Ко второй декаде марта текст на шестидесяти одной странице был написан, и в этот самый момент первоочередной задачей для Пеги, публициста и полемиста, становится защита Анри Бергсона, его книг и взглядов от критики и санкций Ватикана. Пеги ножницами вырезает пятидесятистраничную часть из текста о Гюго и кладёт вырезанное в основание будущего «Очерка о г‑не Бергсоне и бергсоновской философии».

Высказать своё кредо, выразить убеждения, подвести некий итог, промежуточный ли, или таинственно предчувствуемый как последний, сказать о себе и о мире «избранные» слова Пеги задумал — составляя текст о Гюго, вероятное предисловие к тематическому сборнику — посредством литературы, словами о любимых страницах классиков.
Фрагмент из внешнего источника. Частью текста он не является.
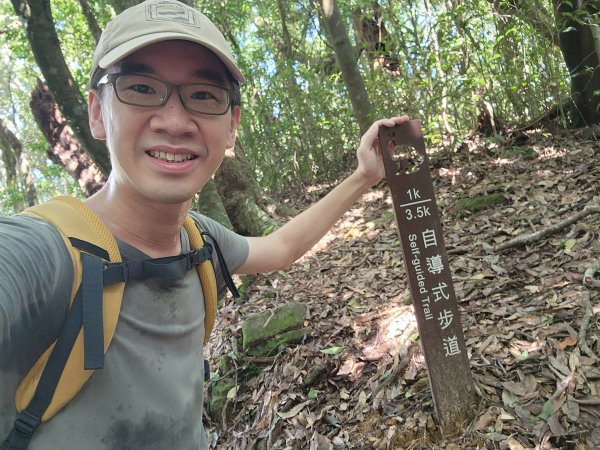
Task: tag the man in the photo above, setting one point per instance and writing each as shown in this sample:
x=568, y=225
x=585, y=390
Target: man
x=165, y=97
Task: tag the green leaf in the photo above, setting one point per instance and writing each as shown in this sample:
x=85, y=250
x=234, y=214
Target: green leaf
x=547, y=410
x=569, y=244
x=333, y=350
Жюль Риби в письме Жозефу Лотту, отправленном 1 марта 1914 года, за пять месяцев до гибели их общего друга, писал: «Он [Пеги. – П. К.] попросил меня подыскать для него в “Тетрадях” избранные места из написанного им по истории литературы: Гомер, Вергилий, Софокл, Корнель, Расин, Гюго… Он желает, чтобы найденное составило от трёхсот до четырёхсот страниц». Следующее письмо Риби, от 7 марта, проясняет замысел: «Я представил ему проект его избранной прозы. Он был им удовлетворен. Вот как это выглядит в общих чертах: вступление: судьба метафизики и литературы, верность и кончина Гипатии (Бар Кошеба); — основное содержание книги: Софокл (Параллельные просители), Корнель и дополнительно Расин (Виктор‑Мари); Гюго (Наша родина, Виктор‑Мари); — заключение: Рим, защита латинской и французской культуры (Деньги — продолжение). Вместе всё это составит приблизительно триста пятьдесят страниц. Теперь Пеги готовит достаточно развёрнутые примечания и несколько комментариев; а в качестве общего заглавия он подумывает о чем‑нибудь вроде: Три классика: Софокл, Корнель, Гюго!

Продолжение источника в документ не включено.